A significant fraction of KBOs are trapped in orbital resonances with Neptune. That is, their orbit periods are related to Neptune’s by the ratio of two small integers. Pluto is in a 3:2 resonance so Neptune circles the Sun three times while Pluto goes around it twice. As a result of this resonance, Pluto is protected from close approaches to Neptune even though its eccentric orbit crosses Neptune’s circular one. By sheer coincidence, a paper by Renu Malhotra proposing that Neptune’s outward migration was responsible for the resonant trapping of Pluto’s orbit was published in 1993 in Nature, the same year and the same journal in which Jewitt and Luu’s seminal article appeared. Similar dynamics apply to all orbital resonances, so Malhotra’s proposal has been widely embraced as the explanation for the large fraction of resonant KBOs. Other resonances known to have substantial populations include the 5:2, 7:4, and 5:1. Trapping of KBOs in these resonances implies that Neptune’s currently circular orbit maintained a substantial eccentricity during the time the planet was migrating.

Jewitt and Luu discovered a new component of the solar system and the source of the short-period comets. KBOs grew by the accretion of solids during the early stages of planet formation until some undetermined process, probably involving perturbations by Neptune while its orbit evolved, increased their relative velocities to the extent that further accretion could not take place.
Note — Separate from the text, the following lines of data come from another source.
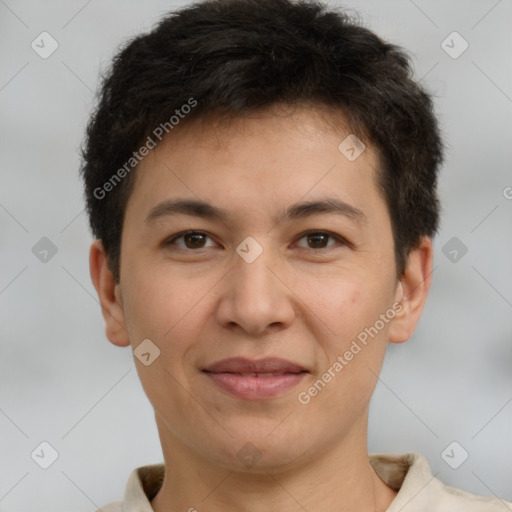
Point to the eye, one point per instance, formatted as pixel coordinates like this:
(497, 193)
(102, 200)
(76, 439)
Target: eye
(319, 239)
(191, 240)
Owing to their great separations, large KBOs have suffered little collisional evolution since. Thus they offer us a frozen record of the early stages of planet formation. As impressive as progress has been, much unexplored territory remains. Almost nothing is known about the content of the solar system from 100 to 10,000 AU.  These and other challenges remain for the future.

Astronomy Selection Committee
The Shaw Prize

17 September 2012, Hong Kong


1 Gerard Kuiper was a Dutch-American astronomer.

2 Distances quoted here are relative to the Sun. An astronomical unit (AU) is the mean radius of the Earth’s orbit about the Sun. Neptune’s orbital radius is 30 AU and the nearest stars are at a distance of about 150,000 AU.